Os limites da aplicação retroativa do ANPP estavam em discussão no Habeas Corpus 185.913/DF, sob a relatoria do ministro Gilmar Mendes.
No caso concreto, um homem que havia sido condenado a um ano e 11 meses de reclusão por tráfico de drogas antes da entrada em vigor da lei pediu que o STF garantisse seu direito de assinar o acordo.
Segundo a tese firmada pelo Plenário, cabe ao membro do Ministério Público responsável pela ação avaliar o preenchimento dos requisitos para negociação e celebração do ANPP nas ações penais iniciadas antes da vigência da lei.
O acordo será analisado na instância em que o processo estiver, sem retorno a instâncias inferiores.
Crimes leves e sem violência – Introduzido no art. 28-A do Código de Processo Penal pelo Pacote Anticrime, o acordo de não persecução penal pode ser feito em casos de infração penal sem violência ou grave ameaça e cuja pena mínima seja inferior a quatro anos.
O ANPP não se aplica a crimes hediondos ou graves, como homicídios e estupros, por exemplo.
Também não pode ser firmado quando o réu é reincidente; se houver provas de que a conduta criminosa é habitual, reiterada ou profissional; se a pessoa tiver se beneficiado de acordo semelhante nos cinco anos anteriores; e nos casos de violência doméstica, familiar ou contra a mulher.
Ao firmar o acordo, o acusado confessa a infração e se compromete a cumprir as cláusulas, que podem incluir a devolução do produto do crime às vítimas, quando isso for possível, a prestação serviço comunitário, o pagamento de multa ou cumprimento, por prazo determinado, de outra condição imposta pelo Ministério Público.
Desde janeiro de 2020, com a entrada em vigor da lei, até agosto de 2024, o MPF celebrou um total de 17.853 acordos de não persecução penal em processos na primeira instância, segundo dados da Câmara Criminal (2CCR).
O ANPP vem sendo cada vez mais utilizado porque agiliza procedimentos e dá resolução célere a casos que envolvem infrações leves, sem deixar de punir os crimes.
Como evita a instauração do processo criminal, o acordo desafoga a Justiça e permite que o Ministério Público concentre esforços na investigação e repressão de condutas mais graves, complexas e de maior impacto social.

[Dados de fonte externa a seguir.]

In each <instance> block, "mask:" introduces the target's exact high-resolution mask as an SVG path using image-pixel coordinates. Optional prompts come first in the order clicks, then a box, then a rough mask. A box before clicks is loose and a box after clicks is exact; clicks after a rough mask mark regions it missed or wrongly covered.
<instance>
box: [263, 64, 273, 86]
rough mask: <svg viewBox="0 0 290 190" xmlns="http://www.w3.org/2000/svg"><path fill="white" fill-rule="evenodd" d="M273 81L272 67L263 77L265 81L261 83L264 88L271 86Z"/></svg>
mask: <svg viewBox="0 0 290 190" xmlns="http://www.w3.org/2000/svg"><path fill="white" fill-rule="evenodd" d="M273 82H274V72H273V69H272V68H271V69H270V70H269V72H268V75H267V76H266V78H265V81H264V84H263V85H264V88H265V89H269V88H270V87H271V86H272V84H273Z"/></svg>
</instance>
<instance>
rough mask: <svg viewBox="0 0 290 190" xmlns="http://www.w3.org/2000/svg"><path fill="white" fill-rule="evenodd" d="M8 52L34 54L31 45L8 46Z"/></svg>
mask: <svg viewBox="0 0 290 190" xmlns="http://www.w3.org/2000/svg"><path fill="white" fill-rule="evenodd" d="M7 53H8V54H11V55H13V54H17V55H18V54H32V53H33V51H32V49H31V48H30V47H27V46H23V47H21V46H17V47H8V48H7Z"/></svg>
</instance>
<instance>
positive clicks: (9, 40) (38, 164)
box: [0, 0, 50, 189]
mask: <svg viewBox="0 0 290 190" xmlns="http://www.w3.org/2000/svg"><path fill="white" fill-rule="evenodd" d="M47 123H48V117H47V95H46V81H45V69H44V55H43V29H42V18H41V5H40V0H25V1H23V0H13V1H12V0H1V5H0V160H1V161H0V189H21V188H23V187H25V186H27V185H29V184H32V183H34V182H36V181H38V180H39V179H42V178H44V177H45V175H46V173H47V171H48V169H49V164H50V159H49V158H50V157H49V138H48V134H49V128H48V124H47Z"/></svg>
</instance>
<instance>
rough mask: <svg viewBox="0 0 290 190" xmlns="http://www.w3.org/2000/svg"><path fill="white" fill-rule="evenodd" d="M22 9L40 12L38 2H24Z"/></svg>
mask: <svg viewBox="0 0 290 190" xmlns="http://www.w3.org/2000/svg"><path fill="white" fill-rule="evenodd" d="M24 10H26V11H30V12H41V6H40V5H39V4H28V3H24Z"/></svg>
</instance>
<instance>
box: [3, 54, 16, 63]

O acordo também é benéfico para o infrator, uma vez que o signatário deixa de responder a processo criminal, permanece primário e sem antecedentes.
No âmbito do MPF, a ferramenta tem sido adotada em casos envolvendo ilícitos como contrabando ou descaminho, estelionato majorado, uso de documento falso, moeda falsa e crimes contra o meio ambiente.
Levantamento produzido pelo Conselho Nacional de Justiça (CNJ) a pedido do STF mostra que quase 1,7 milhão de ações penais podem ser afetadas pela decisão que garantiu retroatividade aos ANPP.
Na primeira instância do Judiciário, 1.573.923 processos iniciados antes da entrada em vigor da lei se enquadram nos requisitos do acordo e ainda aguardam sentença.
Há ainda 101 mil processos na segunda instância do Judiciário e 20.117 processos tramitando perante os Tribunais Superiores.